A pesar de que la suspensión de pagos está lejos del volumen de deuda de los grandes concursos que deja la crisis económica, en la banca quieren curarse en salud. Exigen que se establezcan mecanismos de control en favor de los acreedores a cambio de aceptar la quita. Entre las entidades atrapadas están Bankia, Popular, Abanca, Santander y BBVA.

Los plazos

De ese pool de acreedores ha salido la propuesta de crear una comisión de vigilancia similar a la que se creó para Pescanova que vele por los intereses de los bancos y que supervise las decisiones tomadas por la empresa. Entienden que Blusens seguirá necesitando financiación una vez cerrado el convenio para devolver la vitalidad a la compañía. La otra alternativa que se ha puesto sobre la mesa, con la misma finalidad, es que la banca tenga un sillón en el consejo de la tecnológica.

En todo caso, todavía hay una parte de las entidades que considera excesivamente generosas las condiciones que pide Blusens, y que pasarían por tres años de carencia antes de comenzar a abonar la deuda, que se devolvería en diez años y de manera muy progresiva, pagando las mayores cuantías en los últimos ejercicios.
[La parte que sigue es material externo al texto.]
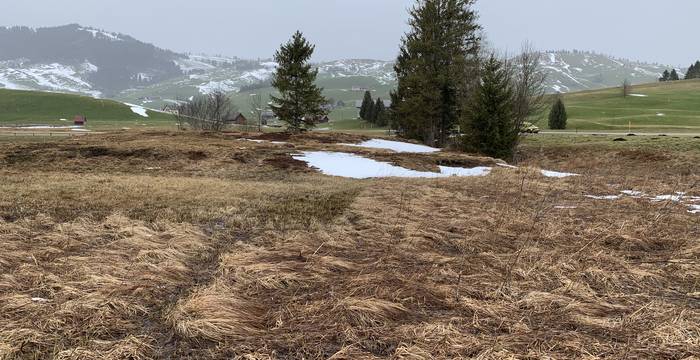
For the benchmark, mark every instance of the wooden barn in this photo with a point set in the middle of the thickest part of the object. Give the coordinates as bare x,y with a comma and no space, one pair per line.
237,119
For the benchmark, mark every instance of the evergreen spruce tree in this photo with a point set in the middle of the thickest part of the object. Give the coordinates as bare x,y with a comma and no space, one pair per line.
380,115
300,101
366,103
674,75
490,124
371,113
691,72
435,69
558,116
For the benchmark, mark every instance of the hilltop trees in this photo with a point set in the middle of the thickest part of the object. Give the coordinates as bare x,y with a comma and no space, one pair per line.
669,76
558,116
674,75
436,69
693,71
300,101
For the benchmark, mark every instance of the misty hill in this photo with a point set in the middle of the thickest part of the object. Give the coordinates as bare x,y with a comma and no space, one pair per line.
571,71
98,63
80,59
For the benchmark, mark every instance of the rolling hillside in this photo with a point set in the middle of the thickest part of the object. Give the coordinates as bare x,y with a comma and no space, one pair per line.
671,107
53,109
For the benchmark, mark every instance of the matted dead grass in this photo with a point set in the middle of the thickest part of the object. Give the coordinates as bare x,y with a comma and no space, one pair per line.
104,259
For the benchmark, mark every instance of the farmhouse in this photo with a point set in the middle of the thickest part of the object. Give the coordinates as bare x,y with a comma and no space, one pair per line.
236,118
79,120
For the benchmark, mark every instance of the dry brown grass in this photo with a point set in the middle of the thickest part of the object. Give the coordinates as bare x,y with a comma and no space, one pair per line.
245,254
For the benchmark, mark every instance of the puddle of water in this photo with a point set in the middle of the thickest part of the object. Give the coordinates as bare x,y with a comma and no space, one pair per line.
357,167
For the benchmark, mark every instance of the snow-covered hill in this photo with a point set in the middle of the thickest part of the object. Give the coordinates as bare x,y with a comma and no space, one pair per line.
98,63
570,71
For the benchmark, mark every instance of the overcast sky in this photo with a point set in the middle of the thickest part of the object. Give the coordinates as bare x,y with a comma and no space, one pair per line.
646,30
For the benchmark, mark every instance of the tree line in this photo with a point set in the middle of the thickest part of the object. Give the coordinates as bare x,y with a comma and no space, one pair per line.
448,83
451,91
692,73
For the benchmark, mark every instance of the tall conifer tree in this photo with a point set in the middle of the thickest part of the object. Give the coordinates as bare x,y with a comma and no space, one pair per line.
300,101
558,116
366,103
436,69
491,125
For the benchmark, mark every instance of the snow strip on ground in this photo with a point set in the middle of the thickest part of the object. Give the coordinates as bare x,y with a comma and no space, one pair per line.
357,167
140,110
556,174
396,146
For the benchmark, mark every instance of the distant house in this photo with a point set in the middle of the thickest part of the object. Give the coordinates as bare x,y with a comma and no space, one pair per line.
79,120
237,119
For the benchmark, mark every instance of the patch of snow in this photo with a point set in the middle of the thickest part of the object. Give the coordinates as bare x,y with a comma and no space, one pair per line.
396,146
140,110
224,85
603,197
675,198
508,166
100,33
357,167
556,174
40,127
632,193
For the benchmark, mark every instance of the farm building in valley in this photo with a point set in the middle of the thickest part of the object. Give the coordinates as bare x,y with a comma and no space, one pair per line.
80,120
237,119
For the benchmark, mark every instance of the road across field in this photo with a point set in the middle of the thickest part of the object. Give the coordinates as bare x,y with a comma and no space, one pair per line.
604,133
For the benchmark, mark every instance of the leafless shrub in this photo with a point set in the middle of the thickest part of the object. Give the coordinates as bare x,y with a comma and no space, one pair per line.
205,112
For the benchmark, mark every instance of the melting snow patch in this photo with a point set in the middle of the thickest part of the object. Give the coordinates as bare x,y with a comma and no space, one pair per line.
140,110
396,146
674,198
357,167
556,174
507,166
603,197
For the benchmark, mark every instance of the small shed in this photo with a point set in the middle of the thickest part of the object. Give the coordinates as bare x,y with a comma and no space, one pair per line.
236,118
80,120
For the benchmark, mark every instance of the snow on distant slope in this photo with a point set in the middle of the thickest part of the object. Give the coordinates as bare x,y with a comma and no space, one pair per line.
52,77
574,71
100,33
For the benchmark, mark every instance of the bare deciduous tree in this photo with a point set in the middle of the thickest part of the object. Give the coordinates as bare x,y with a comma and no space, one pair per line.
204,112
528,84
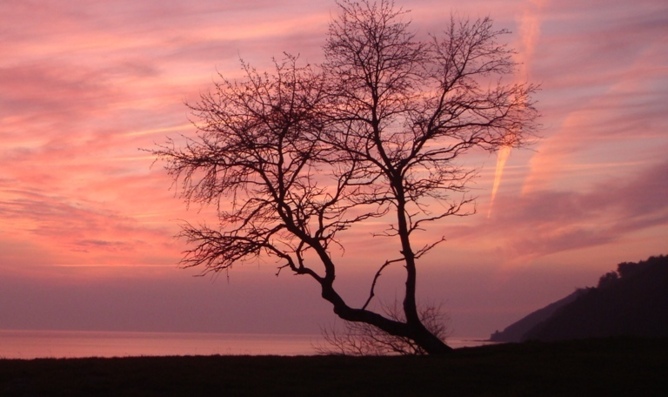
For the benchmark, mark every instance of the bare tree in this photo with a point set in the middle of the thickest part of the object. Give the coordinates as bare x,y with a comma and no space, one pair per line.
362,339
295,157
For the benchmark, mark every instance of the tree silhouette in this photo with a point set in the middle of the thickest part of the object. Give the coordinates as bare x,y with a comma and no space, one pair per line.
295,157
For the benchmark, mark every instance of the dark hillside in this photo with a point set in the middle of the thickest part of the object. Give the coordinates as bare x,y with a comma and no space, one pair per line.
516,331
633,301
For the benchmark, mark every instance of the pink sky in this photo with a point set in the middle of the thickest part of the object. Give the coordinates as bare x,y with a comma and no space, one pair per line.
86,238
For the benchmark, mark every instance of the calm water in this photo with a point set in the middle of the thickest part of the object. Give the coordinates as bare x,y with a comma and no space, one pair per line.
70,344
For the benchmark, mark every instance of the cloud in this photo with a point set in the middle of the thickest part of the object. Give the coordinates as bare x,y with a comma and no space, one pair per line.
545,222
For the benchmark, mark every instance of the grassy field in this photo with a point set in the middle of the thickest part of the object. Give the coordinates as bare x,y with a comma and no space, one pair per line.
611,367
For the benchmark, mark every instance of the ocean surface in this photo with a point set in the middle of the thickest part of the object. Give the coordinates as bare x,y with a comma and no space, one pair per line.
72,344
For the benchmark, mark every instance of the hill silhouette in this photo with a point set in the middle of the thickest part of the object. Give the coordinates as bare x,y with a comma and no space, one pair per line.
633,301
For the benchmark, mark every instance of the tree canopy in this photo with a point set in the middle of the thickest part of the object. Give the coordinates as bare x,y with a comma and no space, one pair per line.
293,157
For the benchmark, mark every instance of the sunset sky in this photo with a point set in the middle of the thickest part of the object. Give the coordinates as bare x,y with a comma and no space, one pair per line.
87,220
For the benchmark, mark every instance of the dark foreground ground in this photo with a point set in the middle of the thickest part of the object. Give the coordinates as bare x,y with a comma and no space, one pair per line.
611,367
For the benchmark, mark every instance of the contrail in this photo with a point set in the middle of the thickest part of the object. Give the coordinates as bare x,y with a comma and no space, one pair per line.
529,26
501,158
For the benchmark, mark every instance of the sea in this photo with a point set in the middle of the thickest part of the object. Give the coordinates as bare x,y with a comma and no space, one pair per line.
22,344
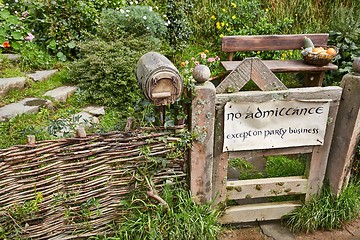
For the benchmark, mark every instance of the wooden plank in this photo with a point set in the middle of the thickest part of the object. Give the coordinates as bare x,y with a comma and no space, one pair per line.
314,79
220,159
332,92
270,42
201,154
266,187
237,78
257,212
264,78
346,134
277,66
319,158
271,152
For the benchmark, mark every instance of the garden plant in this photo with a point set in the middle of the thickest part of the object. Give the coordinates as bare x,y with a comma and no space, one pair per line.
96,44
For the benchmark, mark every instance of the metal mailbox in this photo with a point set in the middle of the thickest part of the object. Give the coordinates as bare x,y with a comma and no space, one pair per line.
158,78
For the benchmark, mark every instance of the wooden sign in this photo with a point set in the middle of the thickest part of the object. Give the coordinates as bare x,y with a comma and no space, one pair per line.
274,124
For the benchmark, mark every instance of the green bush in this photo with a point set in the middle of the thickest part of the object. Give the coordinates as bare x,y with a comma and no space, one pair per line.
242,17
12,30
327,211
178,23
105,72
35,58
59,24
133,20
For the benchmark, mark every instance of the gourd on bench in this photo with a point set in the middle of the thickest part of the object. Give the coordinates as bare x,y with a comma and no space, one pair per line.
313,74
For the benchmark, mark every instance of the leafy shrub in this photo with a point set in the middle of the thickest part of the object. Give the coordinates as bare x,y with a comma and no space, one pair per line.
59,24
12,29
132,20
327,211
106,71
35,58
179,27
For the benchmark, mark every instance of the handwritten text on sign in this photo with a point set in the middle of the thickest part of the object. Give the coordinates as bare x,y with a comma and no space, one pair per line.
274,124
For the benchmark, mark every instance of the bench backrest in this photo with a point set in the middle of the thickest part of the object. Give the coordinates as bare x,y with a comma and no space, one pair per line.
270,42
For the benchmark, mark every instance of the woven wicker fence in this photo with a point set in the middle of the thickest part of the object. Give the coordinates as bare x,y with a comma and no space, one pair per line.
78,182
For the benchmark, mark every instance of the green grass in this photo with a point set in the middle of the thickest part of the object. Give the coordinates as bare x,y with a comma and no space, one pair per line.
326,211
282,166
35,89
184,219
276,166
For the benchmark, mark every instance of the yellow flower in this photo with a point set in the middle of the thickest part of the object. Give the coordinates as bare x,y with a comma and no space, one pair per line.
218,26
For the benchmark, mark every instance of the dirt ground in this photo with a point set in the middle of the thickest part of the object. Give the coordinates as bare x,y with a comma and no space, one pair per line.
349,232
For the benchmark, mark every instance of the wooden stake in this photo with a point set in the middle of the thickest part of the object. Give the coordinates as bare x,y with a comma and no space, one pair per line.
31,140
80,132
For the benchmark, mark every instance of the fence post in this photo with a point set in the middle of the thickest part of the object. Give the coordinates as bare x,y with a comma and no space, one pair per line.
346,133
202,123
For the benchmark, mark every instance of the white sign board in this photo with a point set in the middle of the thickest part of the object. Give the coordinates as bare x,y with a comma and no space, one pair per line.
274,124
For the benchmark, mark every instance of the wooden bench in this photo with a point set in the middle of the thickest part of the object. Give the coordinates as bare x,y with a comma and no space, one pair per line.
313,74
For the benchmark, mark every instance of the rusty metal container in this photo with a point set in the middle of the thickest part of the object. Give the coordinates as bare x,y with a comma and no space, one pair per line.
158,78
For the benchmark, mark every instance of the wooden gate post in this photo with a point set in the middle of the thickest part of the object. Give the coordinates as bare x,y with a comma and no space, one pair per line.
202,123
346,134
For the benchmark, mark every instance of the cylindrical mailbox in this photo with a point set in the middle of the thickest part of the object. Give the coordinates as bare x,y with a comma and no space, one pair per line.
158,78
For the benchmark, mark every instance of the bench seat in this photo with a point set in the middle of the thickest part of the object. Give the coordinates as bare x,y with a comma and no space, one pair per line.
277,66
Pese a estas discrepancias, la liquidación es una posibilidad remota, pues se considera que la empresa es viable y que genera un enorme valor añadido. Pero la banca no está para aventuras y exigirá formas de control a una compañía que opera en un sector muy competitivo y que necesitará el grifo del crédito bien abierto para remontar el vuelo.